In this first week of the E-Learning 3.0 MOOC, Stephen Downes has shared a video introduction to the course (see https://el30.mooc.ca/course_activity_centre.htm ) and also recorded a video of a conversation he had with George Siemens. This was really enjoyable to watch.
It has been ten years since Stephen and George offered the first ever MOOC on connectivism, which for me (without wanting to sound too dramatic) was a life-changing experience. On the back of that course I established myself as an independent education consultant and researcher, which ultimately led to a PhD by publication. More important than this was that it led to connections with people with whom I am still in contact and who are now personal friends. As George said, that first MOOC, CCK08, The Connectivism and Connective Knowledge Course came at a time of mass explosion of technology, extensive innovation and the emergence of shared intelligence. But, as George said, after this initial excitement, the last five years has felt a bit like a wilderness and many of the initial aspirations for a democratic open web have not been realised.
However, neither George nor Stephen has given up on their initial aspirations to democratise learning. Both think we are now entering an era of deepening understanding of learning. Each has approached this differently, although they both feel that connectivism continues to be relevant, if not even more relevant, to how we learn in a technological age, as technology becomes more prominent.
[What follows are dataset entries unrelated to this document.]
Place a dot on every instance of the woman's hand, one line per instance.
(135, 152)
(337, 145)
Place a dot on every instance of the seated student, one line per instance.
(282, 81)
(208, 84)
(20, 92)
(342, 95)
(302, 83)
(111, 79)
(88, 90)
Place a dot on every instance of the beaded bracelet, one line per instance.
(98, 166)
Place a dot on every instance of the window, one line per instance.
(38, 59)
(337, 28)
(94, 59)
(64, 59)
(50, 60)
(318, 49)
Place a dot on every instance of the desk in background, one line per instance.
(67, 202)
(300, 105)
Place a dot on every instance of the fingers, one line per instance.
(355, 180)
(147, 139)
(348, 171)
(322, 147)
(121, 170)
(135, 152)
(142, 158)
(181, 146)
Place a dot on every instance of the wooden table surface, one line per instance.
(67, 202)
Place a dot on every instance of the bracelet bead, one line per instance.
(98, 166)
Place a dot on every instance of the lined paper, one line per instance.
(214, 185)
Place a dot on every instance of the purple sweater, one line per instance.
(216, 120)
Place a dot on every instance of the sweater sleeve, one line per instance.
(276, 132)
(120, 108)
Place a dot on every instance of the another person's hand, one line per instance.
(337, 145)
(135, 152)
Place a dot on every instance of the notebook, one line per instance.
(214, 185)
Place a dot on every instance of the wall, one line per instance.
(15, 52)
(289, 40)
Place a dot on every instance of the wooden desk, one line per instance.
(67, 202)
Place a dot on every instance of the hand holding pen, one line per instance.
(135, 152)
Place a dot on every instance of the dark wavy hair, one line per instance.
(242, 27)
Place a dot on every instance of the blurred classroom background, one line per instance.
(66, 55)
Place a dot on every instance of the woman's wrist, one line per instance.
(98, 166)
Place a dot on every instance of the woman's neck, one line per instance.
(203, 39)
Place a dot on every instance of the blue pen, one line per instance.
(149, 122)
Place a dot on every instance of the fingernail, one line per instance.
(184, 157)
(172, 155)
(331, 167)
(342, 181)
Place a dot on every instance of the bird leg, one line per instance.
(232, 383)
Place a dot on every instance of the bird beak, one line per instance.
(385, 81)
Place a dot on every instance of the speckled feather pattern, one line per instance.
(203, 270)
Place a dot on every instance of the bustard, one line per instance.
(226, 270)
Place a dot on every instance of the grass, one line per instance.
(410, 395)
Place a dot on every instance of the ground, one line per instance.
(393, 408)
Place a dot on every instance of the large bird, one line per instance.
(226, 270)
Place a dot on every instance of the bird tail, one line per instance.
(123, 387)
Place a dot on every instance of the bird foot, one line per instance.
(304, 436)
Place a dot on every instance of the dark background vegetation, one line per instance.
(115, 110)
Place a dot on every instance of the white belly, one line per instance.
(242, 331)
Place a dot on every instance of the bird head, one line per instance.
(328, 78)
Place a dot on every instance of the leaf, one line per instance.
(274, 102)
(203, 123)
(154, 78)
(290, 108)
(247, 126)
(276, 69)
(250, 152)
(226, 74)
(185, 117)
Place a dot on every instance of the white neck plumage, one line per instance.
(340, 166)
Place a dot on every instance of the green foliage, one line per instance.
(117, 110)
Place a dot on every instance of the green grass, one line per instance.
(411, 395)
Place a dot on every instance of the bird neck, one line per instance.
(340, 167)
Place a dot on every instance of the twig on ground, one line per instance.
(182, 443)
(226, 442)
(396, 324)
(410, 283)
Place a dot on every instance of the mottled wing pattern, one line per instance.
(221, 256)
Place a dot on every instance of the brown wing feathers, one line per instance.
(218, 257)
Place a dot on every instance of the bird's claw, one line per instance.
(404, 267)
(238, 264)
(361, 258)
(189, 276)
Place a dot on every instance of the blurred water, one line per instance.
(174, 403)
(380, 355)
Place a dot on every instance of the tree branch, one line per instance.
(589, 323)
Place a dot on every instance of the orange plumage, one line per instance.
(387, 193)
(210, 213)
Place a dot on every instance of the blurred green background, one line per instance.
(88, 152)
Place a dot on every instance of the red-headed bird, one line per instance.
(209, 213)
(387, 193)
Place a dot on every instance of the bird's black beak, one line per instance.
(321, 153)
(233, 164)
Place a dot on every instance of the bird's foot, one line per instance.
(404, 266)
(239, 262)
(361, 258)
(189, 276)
Stephen asked George to tell us what is his current work focus. What are the issues that concern him? This was where the discussion became fascinating. It centred around what it means to be human and what is human intelligence in a world where machines can learn just as we do. For Stephen there isn’t anything that is uniquely human. Anything organised in the right way can learn. If we can learn, machines can too; if we can come up with ethics so can computers. Computers can always learn more than we can. Unlike us, they don’t get tired and improve with more data. Machines are equally as smart as us. So, George asked, why are we teaching in a counter-intuitive way when systems/machines can do it so much more efficiently and in 50 years time we will all be working with robots?
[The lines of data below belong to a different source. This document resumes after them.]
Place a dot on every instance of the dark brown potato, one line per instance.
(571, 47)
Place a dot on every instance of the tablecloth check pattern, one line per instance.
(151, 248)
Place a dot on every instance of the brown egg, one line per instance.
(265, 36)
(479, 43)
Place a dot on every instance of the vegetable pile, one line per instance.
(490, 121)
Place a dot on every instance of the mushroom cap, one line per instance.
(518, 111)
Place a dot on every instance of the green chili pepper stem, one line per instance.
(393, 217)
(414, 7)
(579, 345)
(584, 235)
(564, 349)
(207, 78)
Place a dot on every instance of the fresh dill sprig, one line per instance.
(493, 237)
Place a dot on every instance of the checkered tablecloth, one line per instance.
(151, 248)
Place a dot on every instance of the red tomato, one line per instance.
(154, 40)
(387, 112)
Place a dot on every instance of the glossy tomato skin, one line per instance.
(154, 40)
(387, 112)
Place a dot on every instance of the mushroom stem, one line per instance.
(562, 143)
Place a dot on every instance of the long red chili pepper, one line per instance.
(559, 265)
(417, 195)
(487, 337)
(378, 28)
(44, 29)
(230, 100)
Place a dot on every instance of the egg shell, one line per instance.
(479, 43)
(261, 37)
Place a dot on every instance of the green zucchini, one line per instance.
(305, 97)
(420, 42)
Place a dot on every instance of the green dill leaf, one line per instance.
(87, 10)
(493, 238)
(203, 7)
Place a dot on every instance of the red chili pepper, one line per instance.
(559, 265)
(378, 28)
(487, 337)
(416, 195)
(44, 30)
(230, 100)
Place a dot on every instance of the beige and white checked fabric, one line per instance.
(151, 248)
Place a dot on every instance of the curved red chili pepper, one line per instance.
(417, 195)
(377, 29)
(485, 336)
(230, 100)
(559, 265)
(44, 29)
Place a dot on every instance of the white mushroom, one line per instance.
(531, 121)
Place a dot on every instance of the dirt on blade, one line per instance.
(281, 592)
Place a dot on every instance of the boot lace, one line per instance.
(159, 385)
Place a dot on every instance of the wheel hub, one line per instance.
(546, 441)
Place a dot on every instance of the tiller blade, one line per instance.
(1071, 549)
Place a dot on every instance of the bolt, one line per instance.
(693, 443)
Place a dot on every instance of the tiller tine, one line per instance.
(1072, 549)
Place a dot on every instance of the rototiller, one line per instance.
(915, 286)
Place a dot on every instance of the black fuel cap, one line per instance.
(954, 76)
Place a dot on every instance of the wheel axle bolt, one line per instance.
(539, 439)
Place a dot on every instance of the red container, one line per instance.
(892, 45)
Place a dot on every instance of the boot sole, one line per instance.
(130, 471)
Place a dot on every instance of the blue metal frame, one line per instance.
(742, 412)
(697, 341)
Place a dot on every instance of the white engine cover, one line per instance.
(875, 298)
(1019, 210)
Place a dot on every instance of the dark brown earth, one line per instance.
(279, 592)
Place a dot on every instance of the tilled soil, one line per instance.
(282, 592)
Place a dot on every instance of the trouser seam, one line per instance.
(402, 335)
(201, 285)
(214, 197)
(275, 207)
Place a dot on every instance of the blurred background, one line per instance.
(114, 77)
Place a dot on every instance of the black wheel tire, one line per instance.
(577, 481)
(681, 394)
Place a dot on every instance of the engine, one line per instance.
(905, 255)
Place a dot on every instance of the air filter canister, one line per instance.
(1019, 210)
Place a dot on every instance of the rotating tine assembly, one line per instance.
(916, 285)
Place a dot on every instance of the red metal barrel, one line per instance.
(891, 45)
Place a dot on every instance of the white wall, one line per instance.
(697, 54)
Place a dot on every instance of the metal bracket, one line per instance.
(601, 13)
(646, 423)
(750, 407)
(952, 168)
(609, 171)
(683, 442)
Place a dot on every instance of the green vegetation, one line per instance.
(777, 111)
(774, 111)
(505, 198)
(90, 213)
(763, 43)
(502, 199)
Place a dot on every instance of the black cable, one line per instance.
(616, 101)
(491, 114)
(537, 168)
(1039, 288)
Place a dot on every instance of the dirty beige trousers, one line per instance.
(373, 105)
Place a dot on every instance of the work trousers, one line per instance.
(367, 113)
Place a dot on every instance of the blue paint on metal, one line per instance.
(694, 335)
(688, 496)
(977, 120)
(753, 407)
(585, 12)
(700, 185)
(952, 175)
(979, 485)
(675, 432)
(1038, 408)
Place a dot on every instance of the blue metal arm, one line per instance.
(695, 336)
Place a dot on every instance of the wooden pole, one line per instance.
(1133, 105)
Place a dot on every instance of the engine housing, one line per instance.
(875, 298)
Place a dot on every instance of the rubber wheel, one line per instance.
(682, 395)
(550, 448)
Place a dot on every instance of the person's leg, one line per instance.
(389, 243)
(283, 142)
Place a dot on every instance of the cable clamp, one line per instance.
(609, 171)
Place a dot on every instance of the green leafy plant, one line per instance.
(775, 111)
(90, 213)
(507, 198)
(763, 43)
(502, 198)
Grappling with these questions, George is looking for what is uniquely human. He sees this as ‘being-ness’. I have heard him talk about this before to Neil Selwyn, and earlier this year wrote a blog post about their discussion – Skills for ‘Being’ in a Digital Age . Stephen thinks ‘being’ is too fuzzy a concept to be useful, although ‘being’ seems to have exercised the minds of many a past philosopher, not least Heidegger. Despite this, I think Stephen nailed it when he said, ‘the most consequential things can’t be measured’. Perhaps, as Stephen suggested, ‘being’ can be recognised (without being measured, defined or articulated) in such qualities as ‘goodness’. We can probably think of similar qualities that it is hard to imagine a machine learning. George suggested that to understand ‘being’ we might need to return to traditional contemplative practices.
My current thinking is that ‘being’ is one of those ideas that cannot be made explicit without losing its meaning. It is something that we ‘know’, intuitively and empathically, without having to articulate it, and this knowledge is unique to each and every one of us. It is this that makes us different from machines.
This was a great discussion to have at the start of the course.